A numerical algorithm is stable if small perturbations in inputs produce only small changes in outputs. Stability depends on both the problem (conditioning) and the algorithm (implementation). A well-conditioned problem solved with a stable algorithm yields accurate results; poor conditioning or instability can make even theoretically simple problems numerically unreliable.
From your study of catastrophic cancellation, you saw a concrete failure mode: subtracting two nearly-equal floating-point numbers can wipe out all significant digits, turning a tiny relative error into a massive one. Numerical stability is the broader framework that explains when and why such failures occur, and how to reason about algorithm quality systematically.
The central distinction is between conditioning and stability. Conditioning is a property of the mathematical *problem* — how much does the true answer change when the inputs change slightly?
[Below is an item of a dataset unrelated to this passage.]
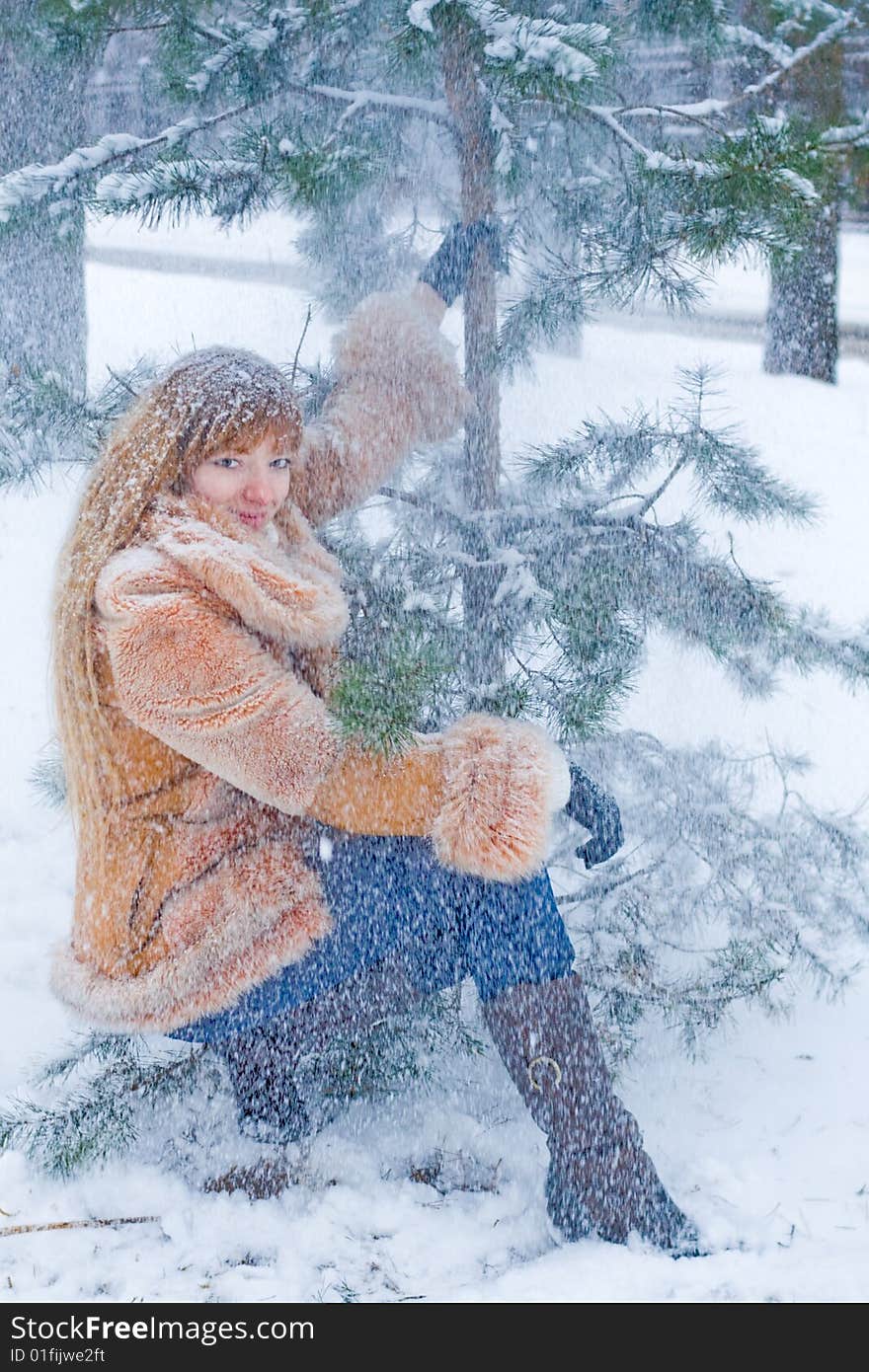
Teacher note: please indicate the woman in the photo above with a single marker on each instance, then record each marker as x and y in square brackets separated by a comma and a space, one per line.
[245, 876]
Stability is a property of the *algorithm* — does the sequence of floating-point operations amplify errors, or keep them bounded? A well-conditioned problem has answers that are insensitive to small input perturbations. A stable algorithm is one that doesn't introduce unnecessary amplification beyond what the problem itself requires. These are independent: an unstable algorithm can ruin a well-conditioned problem, and a stable algorithm cannot rescue an ill-conditioned one.
Consider evaluating the polynomial p(x) = (x − 2)² near x = 2. Expanded as x² − 4x + 4, the three-term version subtracts large numbers that nearly cancel, risking catastrophic cancellation — unstable for this input. The factored form (x − 2)² avoids this cancellation entirely — mathematically identical, but numerically stable. This is a clean example where algorithm choice, not the problem, determines accuracy. Both formulas compute the same function; only their numerical behavior differs.
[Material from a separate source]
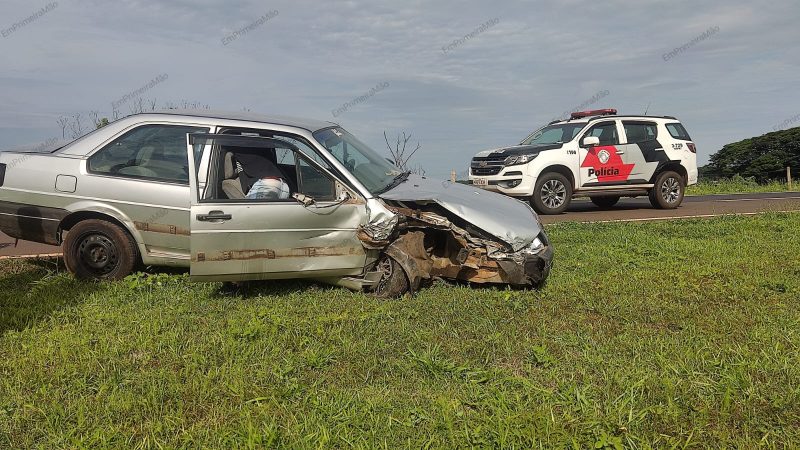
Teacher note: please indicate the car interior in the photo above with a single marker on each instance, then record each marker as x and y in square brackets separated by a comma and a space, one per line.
[232, 178]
A useful benchmark concept is backward stability: an algorithm is backward stable if it computes the exact answer to a slightly perturbed problem. This framing separates algorithm error from problem sensitivity. If the backward error is tiny (the perturbed input is close to the real input) and the problem is well-conditioned (small input changes produce small output changes), then the computed answer is close to the true answer. Most reliable numerical algorithms — Gaussian elimination with pivoting, QR decomposition, stable ODE solvers — are designed with backward stability in mind. When you encounter numerical results you distrust, the first diagnostic question is always: is this problem inherently ill-conditioned, or is the algorithm introducing avoidable error?